The Ohio Senate
Energy and Natural Resources Committee
Testimony on Substitute House Bill 114
(Renewable Energy and Energy Efficiency Standards)
On Behalf of the
Office of the Ohio Consumers’ Counsel
January 10, 2018
Hello Chair Balderson, Vice-Chair Jordan, Ranking Minority Member O'Brien, and members of the Committee. I am Colleen Shutrump, an energy resource analyst for the Office of the Ohio Consumers’ Counsel, where my focus in on consumer issues involving alternative energy. The issues in House Bill 114 (Bill) affect millions of Ohio electric customers. I am testifying today with updates on two of the Consumers’ Counsel’s consumer protection recommendations for the Bill. Our other recommendations are in our earlier Senate testimony, dated October 18, 2017.
The Ohio Consumers’ Counsel supports energy efficiency as a way for Ohioans to save money. In this regard, we support energy efficiency that Ohioans employ on their own in the market without government-ordered, consumer-funded utility programs. And we support a reasonable level of energy efficiency through government-ordered, consumer-funded utility programs. Regardless of whether utility programs are mandated or voluntary under the law, Ohio consumers should be protected from paying too much for these energy efficiency programs. And Ohioans should be protected from paying excessive utility profits on energy efficiency.

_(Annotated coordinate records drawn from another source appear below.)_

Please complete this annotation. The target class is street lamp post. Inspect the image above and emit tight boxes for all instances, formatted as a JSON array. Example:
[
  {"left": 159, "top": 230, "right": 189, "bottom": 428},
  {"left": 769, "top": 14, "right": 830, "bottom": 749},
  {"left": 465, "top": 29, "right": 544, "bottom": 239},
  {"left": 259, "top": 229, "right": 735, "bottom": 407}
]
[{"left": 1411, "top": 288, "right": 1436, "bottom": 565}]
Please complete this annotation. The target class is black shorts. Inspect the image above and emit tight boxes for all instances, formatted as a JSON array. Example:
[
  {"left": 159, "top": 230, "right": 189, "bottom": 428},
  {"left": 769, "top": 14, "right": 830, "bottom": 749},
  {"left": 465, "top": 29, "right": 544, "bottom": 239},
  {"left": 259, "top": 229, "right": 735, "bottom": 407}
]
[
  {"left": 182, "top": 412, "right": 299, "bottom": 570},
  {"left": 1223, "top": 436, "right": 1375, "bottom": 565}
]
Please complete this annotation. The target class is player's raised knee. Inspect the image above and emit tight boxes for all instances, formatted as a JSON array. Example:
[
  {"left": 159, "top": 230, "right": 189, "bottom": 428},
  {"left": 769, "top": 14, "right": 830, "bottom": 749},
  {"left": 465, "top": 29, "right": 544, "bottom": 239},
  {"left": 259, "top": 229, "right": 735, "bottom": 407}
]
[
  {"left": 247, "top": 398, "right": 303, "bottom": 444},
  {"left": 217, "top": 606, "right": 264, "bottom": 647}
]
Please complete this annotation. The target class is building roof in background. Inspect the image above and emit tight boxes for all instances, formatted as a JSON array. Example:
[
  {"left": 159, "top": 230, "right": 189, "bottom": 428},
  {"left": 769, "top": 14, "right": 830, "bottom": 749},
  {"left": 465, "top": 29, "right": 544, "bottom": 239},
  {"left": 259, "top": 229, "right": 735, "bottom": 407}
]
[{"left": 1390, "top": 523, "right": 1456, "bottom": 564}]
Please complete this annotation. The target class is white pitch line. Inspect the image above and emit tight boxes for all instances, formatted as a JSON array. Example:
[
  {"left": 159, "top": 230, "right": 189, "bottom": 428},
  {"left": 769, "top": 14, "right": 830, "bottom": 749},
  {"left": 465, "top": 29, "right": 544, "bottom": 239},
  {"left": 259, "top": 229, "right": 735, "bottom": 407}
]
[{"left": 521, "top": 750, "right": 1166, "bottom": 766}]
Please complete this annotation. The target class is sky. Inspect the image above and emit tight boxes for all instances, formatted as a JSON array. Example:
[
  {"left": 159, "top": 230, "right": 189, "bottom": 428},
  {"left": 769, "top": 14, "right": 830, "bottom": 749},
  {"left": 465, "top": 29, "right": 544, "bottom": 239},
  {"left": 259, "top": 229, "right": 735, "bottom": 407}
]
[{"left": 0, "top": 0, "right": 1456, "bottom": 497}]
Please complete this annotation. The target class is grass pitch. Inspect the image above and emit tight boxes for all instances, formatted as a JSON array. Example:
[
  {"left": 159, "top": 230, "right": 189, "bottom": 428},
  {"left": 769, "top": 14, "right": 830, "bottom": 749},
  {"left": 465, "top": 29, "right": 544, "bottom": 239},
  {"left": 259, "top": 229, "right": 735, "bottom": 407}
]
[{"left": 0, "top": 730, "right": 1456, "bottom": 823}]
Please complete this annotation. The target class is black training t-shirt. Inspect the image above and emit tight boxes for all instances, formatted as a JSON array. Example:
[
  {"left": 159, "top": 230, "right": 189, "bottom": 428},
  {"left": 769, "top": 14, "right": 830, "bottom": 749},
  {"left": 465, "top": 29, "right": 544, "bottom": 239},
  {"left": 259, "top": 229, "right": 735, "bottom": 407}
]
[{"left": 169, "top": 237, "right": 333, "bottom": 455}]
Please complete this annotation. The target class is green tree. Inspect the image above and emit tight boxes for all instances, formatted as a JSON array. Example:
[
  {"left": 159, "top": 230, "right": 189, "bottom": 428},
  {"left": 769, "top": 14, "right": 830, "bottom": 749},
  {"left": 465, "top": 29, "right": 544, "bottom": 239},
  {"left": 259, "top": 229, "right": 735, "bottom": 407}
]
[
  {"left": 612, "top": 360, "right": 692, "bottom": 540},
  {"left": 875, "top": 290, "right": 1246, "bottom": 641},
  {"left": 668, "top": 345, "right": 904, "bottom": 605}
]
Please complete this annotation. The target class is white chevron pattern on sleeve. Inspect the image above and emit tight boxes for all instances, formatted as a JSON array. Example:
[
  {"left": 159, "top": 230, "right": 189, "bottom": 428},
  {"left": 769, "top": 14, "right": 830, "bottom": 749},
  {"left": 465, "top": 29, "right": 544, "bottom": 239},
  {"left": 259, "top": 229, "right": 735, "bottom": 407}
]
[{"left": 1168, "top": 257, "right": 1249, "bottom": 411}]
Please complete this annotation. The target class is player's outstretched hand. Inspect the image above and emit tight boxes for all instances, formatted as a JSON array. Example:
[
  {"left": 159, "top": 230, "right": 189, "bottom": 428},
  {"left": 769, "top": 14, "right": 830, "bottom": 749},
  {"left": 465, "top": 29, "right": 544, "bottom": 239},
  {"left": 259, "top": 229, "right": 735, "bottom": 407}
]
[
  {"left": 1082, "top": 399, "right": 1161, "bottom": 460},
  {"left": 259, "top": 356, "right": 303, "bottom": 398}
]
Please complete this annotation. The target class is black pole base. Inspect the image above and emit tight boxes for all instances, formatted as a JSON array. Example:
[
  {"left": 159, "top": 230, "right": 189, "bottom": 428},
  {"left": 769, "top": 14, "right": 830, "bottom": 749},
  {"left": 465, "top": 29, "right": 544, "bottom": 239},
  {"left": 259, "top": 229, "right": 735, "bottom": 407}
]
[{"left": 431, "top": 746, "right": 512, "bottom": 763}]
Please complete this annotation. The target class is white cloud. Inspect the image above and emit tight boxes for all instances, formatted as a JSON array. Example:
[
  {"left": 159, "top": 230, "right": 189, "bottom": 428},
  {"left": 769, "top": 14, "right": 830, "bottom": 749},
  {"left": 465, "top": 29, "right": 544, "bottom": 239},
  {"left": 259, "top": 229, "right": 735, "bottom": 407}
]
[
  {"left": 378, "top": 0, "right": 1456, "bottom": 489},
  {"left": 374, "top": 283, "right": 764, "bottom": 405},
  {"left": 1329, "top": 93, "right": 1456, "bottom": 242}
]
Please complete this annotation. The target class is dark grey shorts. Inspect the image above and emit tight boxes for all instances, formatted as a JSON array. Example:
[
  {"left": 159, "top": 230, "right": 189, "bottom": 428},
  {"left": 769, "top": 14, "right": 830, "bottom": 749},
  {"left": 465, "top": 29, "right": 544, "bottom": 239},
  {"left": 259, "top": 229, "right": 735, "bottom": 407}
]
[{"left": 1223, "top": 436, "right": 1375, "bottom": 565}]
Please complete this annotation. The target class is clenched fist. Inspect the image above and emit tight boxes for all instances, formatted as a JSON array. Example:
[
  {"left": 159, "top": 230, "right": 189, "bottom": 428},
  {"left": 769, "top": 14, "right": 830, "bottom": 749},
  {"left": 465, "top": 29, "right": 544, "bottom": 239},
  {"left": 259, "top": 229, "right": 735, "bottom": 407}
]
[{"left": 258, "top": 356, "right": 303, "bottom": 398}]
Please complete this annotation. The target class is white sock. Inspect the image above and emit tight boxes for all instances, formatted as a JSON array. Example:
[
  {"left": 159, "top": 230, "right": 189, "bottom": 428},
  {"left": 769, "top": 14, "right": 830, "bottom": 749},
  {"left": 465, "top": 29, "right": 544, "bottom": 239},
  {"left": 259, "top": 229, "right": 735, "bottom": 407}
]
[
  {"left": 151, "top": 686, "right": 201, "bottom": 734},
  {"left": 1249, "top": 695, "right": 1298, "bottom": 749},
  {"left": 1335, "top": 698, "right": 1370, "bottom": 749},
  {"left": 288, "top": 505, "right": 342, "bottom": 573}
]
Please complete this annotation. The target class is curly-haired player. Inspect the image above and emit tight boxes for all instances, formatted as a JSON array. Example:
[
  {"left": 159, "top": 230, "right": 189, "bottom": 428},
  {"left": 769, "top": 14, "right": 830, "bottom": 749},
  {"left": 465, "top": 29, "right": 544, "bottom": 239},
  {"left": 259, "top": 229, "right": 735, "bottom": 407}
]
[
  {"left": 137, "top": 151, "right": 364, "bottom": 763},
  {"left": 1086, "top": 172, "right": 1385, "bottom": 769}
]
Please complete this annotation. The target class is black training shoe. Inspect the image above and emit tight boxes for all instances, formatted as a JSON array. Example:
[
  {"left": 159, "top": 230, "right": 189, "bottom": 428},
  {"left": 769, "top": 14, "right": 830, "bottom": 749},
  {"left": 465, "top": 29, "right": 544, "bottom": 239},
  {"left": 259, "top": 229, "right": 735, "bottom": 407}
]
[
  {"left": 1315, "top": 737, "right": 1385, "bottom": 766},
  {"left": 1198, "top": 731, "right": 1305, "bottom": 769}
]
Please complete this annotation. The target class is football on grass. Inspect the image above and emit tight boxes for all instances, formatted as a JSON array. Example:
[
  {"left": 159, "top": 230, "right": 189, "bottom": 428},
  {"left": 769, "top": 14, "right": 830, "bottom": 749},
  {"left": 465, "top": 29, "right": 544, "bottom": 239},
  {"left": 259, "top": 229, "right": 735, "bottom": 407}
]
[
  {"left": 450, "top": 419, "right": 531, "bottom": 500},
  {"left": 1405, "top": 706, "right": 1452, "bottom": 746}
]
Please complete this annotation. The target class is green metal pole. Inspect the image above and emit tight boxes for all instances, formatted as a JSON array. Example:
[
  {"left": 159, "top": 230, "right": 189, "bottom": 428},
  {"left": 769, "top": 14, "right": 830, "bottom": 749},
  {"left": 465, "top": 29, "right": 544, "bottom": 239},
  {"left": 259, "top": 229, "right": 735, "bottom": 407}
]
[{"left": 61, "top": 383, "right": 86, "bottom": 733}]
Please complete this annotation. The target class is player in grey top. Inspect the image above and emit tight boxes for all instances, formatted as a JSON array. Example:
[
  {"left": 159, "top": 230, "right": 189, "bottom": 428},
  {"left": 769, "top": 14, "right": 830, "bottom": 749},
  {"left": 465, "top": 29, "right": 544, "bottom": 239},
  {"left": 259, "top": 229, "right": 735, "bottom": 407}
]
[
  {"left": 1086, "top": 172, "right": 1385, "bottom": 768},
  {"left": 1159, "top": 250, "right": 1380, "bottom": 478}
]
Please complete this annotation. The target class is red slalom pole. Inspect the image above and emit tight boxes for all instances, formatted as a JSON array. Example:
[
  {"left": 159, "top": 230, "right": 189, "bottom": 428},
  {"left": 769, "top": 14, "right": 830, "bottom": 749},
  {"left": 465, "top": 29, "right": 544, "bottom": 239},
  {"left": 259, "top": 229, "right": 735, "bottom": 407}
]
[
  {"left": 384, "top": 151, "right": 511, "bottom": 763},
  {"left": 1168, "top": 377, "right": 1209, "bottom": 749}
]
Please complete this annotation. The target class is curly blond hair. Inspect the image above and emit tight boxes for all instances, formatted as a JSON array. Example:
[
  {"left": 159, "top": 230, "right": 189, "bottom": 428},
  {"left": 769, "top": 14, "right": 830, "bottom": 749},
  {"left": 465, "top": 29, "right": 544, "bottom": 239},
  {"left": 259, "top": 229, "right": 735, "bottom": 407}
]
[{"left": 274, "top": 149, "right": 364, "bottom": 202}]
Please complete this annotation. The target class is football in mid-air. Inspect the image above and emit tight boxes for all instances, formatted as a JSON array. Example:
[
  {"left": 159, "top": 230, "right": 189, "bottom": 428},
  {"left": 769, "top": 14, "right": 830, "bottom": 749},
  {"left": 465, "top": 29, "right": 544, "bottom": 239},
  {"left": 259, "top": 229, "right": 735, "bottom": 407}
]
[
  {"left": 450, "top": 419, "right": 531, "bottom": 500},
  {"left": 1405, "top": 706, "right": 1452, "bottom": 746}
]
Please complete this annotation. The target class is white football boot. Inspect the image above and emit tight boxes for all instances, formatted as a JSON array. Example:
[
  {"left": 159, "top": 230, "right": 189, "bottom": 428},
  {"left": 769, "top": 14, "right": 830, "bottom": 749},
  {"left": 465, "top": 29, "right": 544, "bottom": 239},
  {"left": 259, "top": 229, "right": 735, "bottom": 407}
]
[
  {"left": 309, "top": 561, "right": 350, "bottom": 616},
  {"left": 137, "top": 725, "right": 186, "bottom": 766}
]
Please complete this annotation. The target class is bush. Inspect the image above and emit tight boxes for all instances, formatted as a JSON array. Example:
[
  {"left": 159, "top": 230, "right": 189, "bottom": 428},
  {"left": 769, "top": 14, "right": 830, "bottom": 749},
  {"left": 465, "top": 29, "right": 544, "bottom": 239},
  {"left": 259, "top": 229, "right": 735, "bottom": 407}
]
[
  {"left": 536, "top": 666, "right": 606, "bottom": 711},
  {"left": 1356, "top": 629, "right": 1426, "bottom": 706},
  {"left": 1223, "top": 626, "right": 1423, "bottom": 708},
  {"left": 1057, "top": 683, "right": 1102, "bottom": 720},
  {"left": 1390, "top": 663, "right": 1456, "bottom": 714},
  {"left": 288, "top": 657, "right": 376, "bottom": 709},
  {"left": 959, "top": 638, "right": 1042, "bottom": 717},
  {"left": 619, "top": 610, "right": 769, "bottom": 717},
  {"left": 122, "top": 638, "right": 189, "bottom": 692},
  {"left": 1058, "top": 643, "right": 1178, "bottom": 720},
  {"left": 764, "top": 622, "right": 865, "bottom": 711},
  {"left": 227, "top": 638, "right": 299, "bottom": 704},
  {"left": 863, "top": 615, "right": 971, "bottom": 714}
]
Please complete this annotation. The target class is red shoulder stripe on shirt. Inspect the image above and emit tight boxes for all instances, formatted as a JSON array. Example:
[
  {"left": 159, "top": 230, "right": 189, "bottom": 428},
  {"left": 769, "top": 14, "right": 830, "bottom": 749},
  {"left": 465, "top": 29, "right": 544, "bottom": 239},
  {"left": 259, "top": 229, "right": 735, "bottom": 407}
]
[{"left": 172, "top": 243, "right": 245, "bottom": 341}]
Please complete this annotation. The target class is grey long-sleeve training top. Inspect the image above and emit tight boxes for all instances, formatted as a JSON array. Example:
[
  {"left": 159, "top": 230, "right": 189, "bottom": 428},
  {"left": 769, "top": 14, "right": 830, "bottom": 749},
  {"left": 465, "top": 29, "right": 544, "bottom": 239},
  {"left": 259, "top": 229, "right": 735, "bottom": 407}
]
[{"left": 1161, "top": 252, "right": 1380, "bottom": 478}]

Accordingly, there should be an annual limit on the amount that utilities can charge customers for energy efficiency program costs, utility profits, and lost revenues. A cap equal to a maximum of 4% of each utility’s annual revenues would allow significant funding for energy efficiency programs, while protecting customers with a limit on how much money utilities could collect for energy efficiency programs. The PUCO should be given the discretion to impose a lower cap.
Our update is that FirstEnergy has now asked the PUCO to reconsider its Order (in Case 16-743-EL- POR) where the PUCO established a 4% cap on the sum of energy efficiency program costs and utility profits. FirstEnergy is claiming that the PUCO lacks the legal authority to impose a cap. Its reconsideration request is a prerequisite for appealing the PUCO’s limit on energy efficiency charges to FirstEnergy’s consumers. That means FirstEnergy could appeal the PUCO’s decision that limited FirstEnergy’s energy efficiency charges to consumers. Consumer protection on this issue (with authority for the PUCO to set a 4 % limit on utility charges) should be added to House Bill 114.
Additionally, Section 7 of the Bill should be removed. This section of the Bill would require the Ohio Development Services Agency to allocate 25% of funds from the federal Low-Income Home Energy Assistance Program (HEAP) to low-income weatherization projects. This re-allocation would be at the expense of the vital use of the funds for assisting the neediest Ohioans with payment of their energy utility bills. The highest and best use of HEAP funds should be for assisting low-income Ohioans with bill payments for maintaining their utility service (especially during Ohio's winter heating season). The imperative for assisting the neediest Ohioans with their utility bill payments is reflected in recent data showing there were approximately 450,000 residential utility consumers disconnected by electric and natural gas utilities between June 1, 2016 and May 31, 2017.
Moreover, this issue of HEAP weatherization funding was recently addressed in section 259.80 of the Ohio budget bill, Amended Substitute House Bill 49, where the General Assembly increased the allocation of HEAP funding for weatherization to 20%. The issue should not be revisited in House Bill 114.
Our update is that, according to the attached news story in ideastream on January 1, 2018, consumer applications for bill payment assistance are up about 20% in Cuyahoga County this season. That reflects the vital need for preserving funds for bill payment assistance.
Finally, we have heard some informal discussion that other energy-related issues affecting consumers might be added to House Bill 114. If additional legislative issues are added for consideration in this Bill, we respectfully look forward to an opportunity for further public testimony on the Bill.
In closing, thank you for the opportunity to make recommendations for protection of Ohio utility consumers.